絞り出しは中国茶をいれるのに便利でお薦め

[2015.12.10] Written By

絞り出し
「絞り出し」と言うお茶の道具をご存じでしょうか?この道具は主に玉露や煎茶をいれる道具として紹介されがちですが、特徴を理解すると、蓋碗の代わりの道具として、烏龍茶やプーアル茶のような中国茶にとても向いていることに気がつきます。

絞り出しは玉露や煎茶に向いているわけではない

絞り出しは玉露や手揉み煎茶のような高級煎茶を入れる道具だと思っておりませんか?それもそのはず、インターネット、書籍等多くのメディアでは絞り出しで玉露・高級煎茶をいれる道具として紹介されております。
ただ、なぜ、絞り出しで玉露や煎茶をいれる必要があるのでしょうか?おそらく、絞り出しには幅があるために「茶葉が開きやすい」という理由かと思われます。
ただ、茶葉が開きやすいのであれば、平型の急須、または、大きな急須を使えば良く、敢えて絞り出しを使う理由が見あたりません。
また、私の経験上、茶器の形状は最終的なお茶の香りや味には影響を与えません。仮に縦型の筒のような急須で煎茶や玉露をいれたとしても、スペースさえあれば茶葉は開きます。この点から、「絞り出しのような幅広の茶器で茶葉を開かせたい」というのはどちらかというと自己満足の世界になります。
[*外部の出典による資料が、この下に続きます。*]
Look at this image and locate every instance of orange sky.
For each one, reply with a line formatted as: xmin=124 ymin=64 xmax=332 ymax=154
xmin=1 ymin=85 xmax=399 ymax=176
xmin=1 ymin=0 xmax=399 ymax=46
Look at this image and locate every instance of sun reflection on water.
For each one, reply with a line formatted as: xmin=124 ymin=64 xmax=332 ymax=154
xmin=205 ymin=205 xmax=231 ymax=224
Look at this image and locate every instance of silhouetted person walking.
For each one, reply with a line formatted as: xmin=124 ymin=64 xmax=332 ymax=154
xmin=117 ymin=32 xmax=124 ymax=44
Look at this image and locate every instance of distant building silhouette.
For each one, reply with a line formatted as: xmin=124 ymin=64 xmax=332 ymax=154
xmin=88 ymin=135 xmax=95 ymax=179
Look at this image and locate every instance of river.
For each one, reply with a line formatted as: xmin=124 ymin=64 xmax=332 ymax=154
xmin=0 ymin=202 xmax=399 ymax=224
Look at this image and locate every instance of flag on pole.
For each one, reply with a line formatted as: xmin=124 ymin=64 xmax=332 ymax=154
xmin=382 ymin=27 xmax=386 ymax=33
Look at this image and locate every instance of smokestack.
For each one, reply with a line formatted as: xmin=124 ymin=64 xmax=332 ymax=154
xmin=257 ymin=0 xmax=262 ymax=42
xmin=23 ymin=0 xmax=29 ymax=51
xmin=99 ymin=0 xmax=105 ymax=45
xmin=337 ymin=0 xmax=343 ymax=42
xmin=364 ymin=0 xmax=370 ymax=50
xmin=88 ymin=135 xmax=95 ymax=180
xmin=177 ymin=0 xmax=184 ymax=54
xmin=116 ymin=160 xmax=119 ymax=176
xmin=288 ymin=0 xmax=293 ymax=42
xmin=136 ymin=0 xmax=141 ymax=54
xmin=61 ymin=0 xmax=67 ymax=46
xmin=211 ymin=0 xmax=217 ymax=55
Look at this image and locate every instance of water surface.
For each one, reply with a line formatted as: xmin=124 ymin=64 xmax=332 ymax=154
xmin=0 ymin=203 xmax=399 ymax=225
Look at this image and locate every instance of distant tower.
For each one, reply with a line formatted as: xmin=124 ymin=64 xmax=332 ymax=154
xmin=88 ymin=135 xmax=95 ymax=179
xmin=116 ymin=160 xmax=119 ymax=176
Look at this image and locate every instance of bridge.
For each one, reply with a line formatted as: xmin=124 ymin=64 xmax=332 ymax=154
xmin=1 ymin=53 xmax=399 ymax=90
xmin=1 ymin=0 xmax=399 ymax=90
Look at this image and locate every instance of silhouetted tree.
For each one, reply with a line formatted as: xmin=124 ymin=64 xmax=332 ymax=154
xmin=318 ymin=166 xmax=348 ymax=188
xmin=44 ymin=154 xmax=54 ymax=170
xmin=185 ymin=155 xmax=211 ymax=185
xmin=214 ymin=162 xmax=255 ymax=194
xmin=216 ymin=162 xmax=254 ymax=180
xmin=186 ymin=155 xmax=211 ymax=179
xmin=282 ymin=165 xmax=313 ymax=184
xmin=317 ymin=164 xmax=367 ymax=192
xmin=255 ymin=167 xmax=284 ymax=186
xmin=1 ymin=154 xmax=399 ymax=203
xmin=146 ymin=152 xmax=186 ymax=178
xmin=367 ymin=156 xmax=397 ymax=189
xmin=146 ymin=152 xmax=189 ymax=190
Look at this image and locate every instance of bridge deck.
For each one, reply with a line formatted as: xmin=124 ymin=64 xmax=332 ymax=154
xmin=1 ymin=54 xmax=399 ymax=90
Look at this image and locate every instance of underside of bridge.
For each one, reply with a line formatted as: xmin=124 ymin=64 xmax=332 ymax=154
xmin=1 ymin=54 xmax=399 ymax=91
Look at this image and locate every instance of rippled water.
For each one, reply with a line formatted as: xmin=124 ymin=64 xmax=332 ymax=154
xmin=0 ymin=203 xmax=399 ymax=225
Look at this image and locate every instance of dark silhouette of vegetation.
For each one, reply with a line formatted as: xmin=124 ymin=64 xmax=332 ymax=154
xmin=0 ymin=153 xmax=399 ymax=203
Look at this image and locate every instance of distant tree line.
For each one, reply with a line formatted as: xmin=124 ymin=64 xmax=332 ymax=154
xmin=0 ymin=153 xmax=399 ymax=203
絞り出しの特徴は、以下の3点にまとめることが出来ます。

  1. 流速が速い
  2. 大きな茶葉も含め、茶葉の出し入れが楽
  3. 口の隙間の開き度合いが決まっているため使い易い

流速が速い

絞り出しの場合、茶漉しがないため、茶葉で流れが閉塞することなく、蓋碗のようにスムーズにお茶を注ぎ出すことが出来ます。上手に作られている絞り出しは口の開口部が「三日月」の形状をしております。三日月の形状にすることで、茶葉を留め、お茶だけを流し出すことが出来ます。絞り出しの蓋と胴との隙間を調整するのは絞り出しを作る上で非常に難しく、開口部には作家の技術が反映されます。狭すぎたり、広すぎると、本来の絞り出しの機能を損ないます。以下のビデオは前川淳蔵氏作の古琵琶湖土の絞り出しです。ビデオを見て頂くと、絞り出しの流速が速い点を理解して頂けます。前川氏の絞り出しは開口部が非常に精巧に作られており、非常に使い易いと感じております。

大きな茶葉も含め、茶葉の出し入れが楽

絞り出しは蓋を外すと、まるでお茶碗のようにシンプルな構造をしております。このため、茶葉をいれるのも、茶殻を取り出すのも楽です。特に、プーアル茶や鳳凰単叢烏龍、武夷岩茶のように茶葉が大きなお茶をいれる際にとても便利に感じられます。

絞り出し

絞り出し

絞り出し

口の隙間の開き度合いが決まっているため使い易い

中国や台湾を訪問されると気がつかれると思いますが、お茶の専門家の多くは蓋碗を使ってお茶をいれます。蓋碗は流速が速く、また、茶葉の出し入れが楽と言う点で、普段仕事でお茶をいれている私達プロにとっては非常に使い易い道具です。ただし、蓋碗には短所もあります。それは、流速をコントロールする蓋と胴の隙間を自分で調節する必要があり、それが原因で割とミスしやすい点です。
隙間が広すぎると茶葉も一緒に流れ出るし、狭すぎると流速が遅くなります。また、プロの私でも湯をいれすぎて火傷しそうになる事もあります。絞り出しは、蓋の隙間をを自分で調節する必要が無いため、不慣れな人にでも上手にいれることが出来ます。

蓋碗

蓋碗

絞り出し

絞り出しを用いた紅茶の淹れ方の例

絞り出しの特徴を利用した紅茶のいれかたを紹介した動画をご覧ください。白茶、緑茶も同じ方法でOKです。烏龍茶、プーアル茶の場合、リンスを2回行ってください。紅茶をリンスするというやり方はやや意外かと思いますが、一度リンスすることで、温度を高め、これをすることで、よりクリアーな香り、味にお茶をいれることが出来ます。ただし、この方法は勿体ないと思われる場合、紅茶や緑茶の場合リンスなしでも大丈夫です。ただし、リンス有りでいれた紅茶とリンスなしでいれた紅茶では、香りと味わいが異なります。動画中では蒸らし時間を数秒とっておりますが、もっと短くても良いかと思います。緑茶は低い温度でいれるという概念があるかと思いますが、高温短時間のいれかたでも意外に美味しいことに驚かれると思います。高温短時間でいれると、意外に苦みや渋味が出にくい特徴があります。この高温短時間のいれかたは現在中国や台湾におけるお茶のプロが多く用いる方法で「工夫式」と呼ばれます。